When someone insults you, it hurts. Even if you don’t believe it. Even if it’s not based in data. Even if you don’t like the person it’s coming from. When someone insults me, it really hurts. Mostly because it hits the on button of the critic that lives in my head who is insulting me all the time. Do you know her? Perhaps she’s friends with the critic in your head? I like to think they have coffee on Thursday afternoons where they laugh at us. Then I like to think of them choking on the coffee.
Anyway, I saw a blog today that hurt my feelings like a slap in the face.
But now that it’s been 15 minutes and a walk around the block I can see her (Monica, twitter handle: @CyberlandGal) points. Well, I can see some of them. And they are valid. My talk wasn’t perfect. There were some factual errors. It was my opinion based on conversations and not a proper research tool with a statistically significant sample size. I knew that was going to happen before I did it (honestly I’m just glad I got through my 4 minutes without shaking). I tried to correct the errors in the comments after the talk (you can see those here: http://www.ted.com/talks/amy_lockwood_selling_condoms_in_the_congo.html). I’d love to do real research on this, but this is just my opinion.
And I respect her opinion, because let’s be honest, I certainly don’t think of myself as “jaw-dropping, informative, or inspiring” either.

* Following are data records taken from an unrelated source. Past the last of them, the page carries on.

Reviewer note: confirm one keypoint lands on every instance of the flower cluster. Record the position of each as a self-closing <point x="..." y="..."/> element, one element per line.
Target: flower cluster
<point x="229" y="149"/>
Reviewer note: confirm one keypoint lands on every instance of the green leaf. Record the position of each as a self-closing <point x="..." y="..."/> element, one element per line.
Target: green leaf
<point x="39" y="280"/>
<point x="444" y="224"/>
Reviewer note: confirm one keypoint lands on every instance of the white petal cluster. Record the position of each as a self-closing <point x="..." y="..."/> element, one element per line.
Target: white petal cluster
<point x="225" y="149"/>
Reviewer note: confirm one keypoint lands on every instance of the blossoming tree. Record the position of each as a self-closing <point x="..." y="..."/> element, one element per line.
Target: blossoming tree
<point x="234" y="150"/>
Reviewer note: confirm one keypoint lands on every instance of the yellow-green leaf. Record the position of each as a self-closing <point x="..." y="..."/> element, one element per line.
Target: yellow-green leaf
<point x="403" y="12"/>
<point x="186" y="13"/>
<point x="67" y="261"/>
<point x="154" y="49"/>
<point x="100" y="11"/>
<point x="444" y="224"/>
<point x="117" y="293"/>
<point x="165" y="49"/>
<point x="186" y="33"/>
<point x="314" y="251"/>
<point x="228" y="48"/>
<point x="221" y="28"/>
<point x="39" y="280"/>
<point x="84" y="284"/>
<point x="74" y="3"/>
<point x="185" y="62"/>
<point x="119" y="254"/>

But, I did start a conversation. I did some research, wrote a presentation and put my opinion out there. After the sting, all that is left to do is recognize that she did too. My lesson about this is that not everyone agrees with me and I’m okay with that. I’m even okay with the critics, because they can never be as harsh as I am to myself…and they may offer a different perspective that will help me to learn more, be a better communicator, and practice smiling in the face of the slap.
So thanks @CyberlandGal. If you are free for coffee on Thursday, let me know.